Bringing a spiritual perspective to daily life

I was standing on a bathroom scale when my preschooler asked, "How hot are you?" I laughed at his confusing scales with thermometers. But it started me thinking about all the measuring systems we use in our lives. Just what was I measuring on that scale? What was I using as my standard of measurement? More on my findings soon.

Daily we use clocks, scales, thermometers, rulers, calendars, and bank accounts, all in our efforts to live well-ordered days. Then there are other measuring devices: calorie charts, eye charts, and instruments to track almost every physiological function. This is all based on material living-on the assumption that we exist in a strictly physical world.

This same child and I often made a game of trying to outdo the measure of our love for each other. "I love you a pile of diamonds" led to "I love you an infinite pile of diamonds," and so on. But spiritual elements, such as love or the multitude of ideas that comes to us from God, can't be measured.

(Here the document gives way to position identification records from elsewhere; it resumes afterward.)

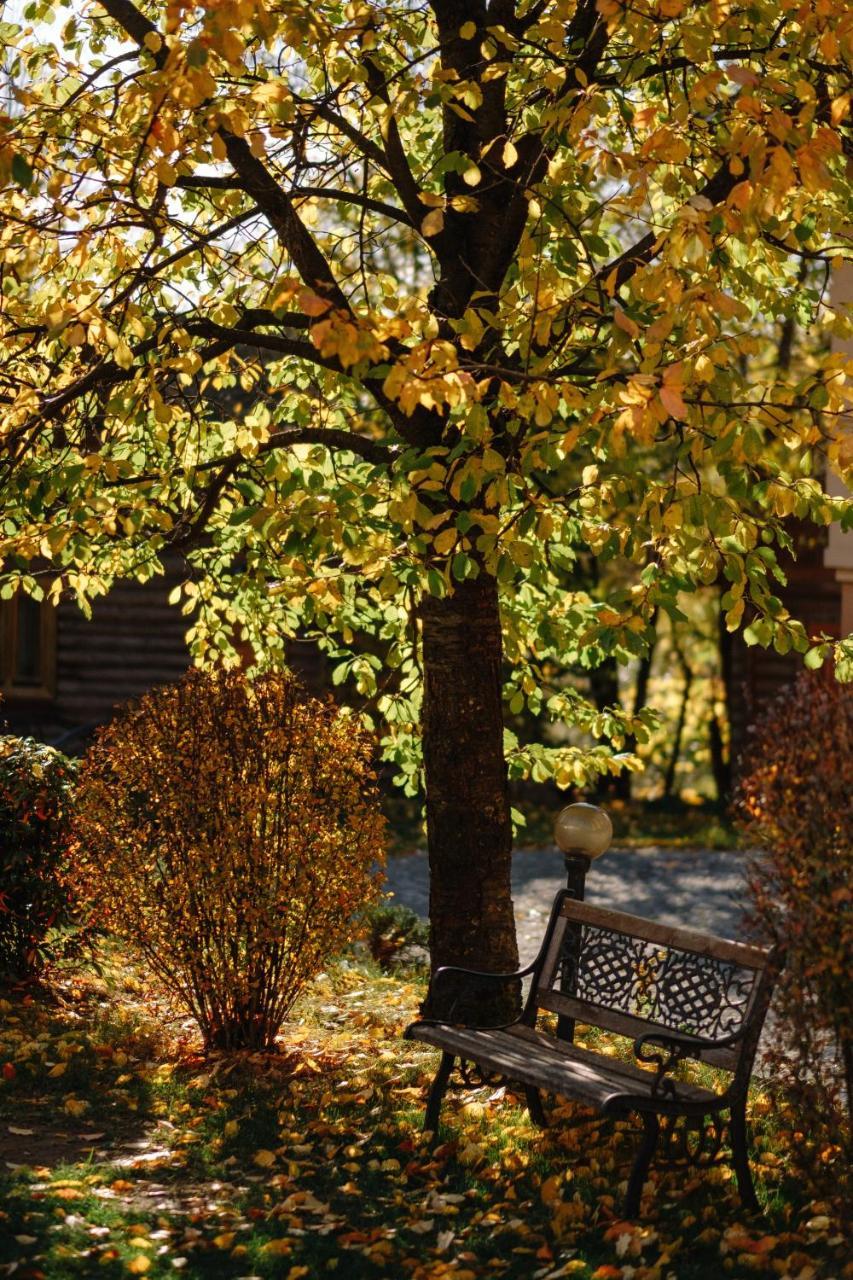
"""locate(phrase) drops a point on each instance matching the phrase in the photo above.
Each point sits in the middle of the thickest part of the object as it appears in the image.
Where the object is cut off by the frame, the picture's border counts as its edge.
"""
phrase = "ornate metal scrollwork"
(665, 984)
(692, 1142)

The Bible includes a wealth of passages, stories, and examples that lead to a different perception, one of creation as infinite, spiritual, eternal, with no boundaries or limits. The prophet Isaiah expressed his wonder at the infinity of creation when he asked, "Who hath measured the waters in the hollow of his hand, and meted out heaven with the span, and comprehended the dust of the earth in a measure, and weighed the mountains in scales, and the hills in a balance?" (Isaiah 40:12).

When the demand of the moment was to feed thousands of people in the wilderness, Christ Jesus put no limit on the seven loaves and few fish that were available (see Matthew 15:32-38). He did not measure them materially. He demonstrated to his followers the infinite nature of God's provision for His children, giving thanks for what was at hand and feeding the people, with food left over.

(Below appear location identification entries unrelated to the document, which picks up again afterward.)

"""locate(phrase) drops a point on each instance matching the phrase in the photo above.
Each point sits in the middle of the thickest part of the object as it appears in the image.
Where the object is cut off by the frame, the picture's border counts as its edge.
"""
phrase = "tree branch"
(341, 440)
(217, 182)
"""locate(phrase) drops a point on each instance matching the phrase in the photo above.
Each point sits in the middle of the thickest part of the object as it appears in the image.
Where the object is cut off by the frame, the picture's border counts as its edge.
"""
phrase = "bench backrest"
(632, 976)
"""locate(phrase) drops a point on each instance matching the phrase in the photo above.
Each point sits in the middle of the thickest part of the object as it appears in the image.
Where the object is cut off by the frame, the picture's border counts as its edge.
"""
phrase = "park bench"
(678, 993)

Science and Health with Key to the Scriptures, the textbook of Christian Science, is a guide in the study of the spiritual truths the Bible contains. Understanding these truths helps lift the reader's thought above the perception that we are limited and mortal to the understanding of our nature as the children of God, wholly spiritual, not made up of matter. Mary Baker Eddy, the author of Science and Health, discovered that "allness is the measure of the infinite, and nothing less can express God" (p. 336). Christian Science is based on the fact that God is All and is good

The Ten Commandments have been the standard for measuring thought and conduct throughout the Judeo-Christian world for centuries. And Jesus gave his followers the enlightened command "Love one another" (John 13:34), as well as the Sermon on the Mount and the Lord's Prayer. These amplify and glorify the spiritual laws of God, which enable us to heal as Jesus did when we understand and obey them.

Now back to that scale. Weighing myself had been a daily practice for many years. I had justified it as being honest with myself, something like checking the bank account to make sure I wasn't overspending. (The numbers in the bank account were always too low, while the numbers on the scale were too high!)

But I asked myself just what I was measuring. Pounds of flesh. And yet in my study of the Bible and Science and Health I was learning the importance of counting myself as wholly spiritual. In this, my daily need was not to measure flesh or my net financial worth, but to check the quality of my thoughts about God, myself, and my fellow men and women. I read in Science and Health, "The human mind acts more powerfully to offset the discords of matter and the ills of flesh, in proportion as it puts less weight into the material or fleshly scale and more weight into the spiritual scale" (p. 155).

It's now clear to me that I've gained greater freedom from physical problems, depression, and a feeling of limited abilities and resources in the proportion that I've given more weight to my spiritual identity and less attention to measuring the physical body. I'm finding that as one appreciates God's love for us (which is infinite), an increased sense of love, joy, productivity, and freedom is the inevitable result.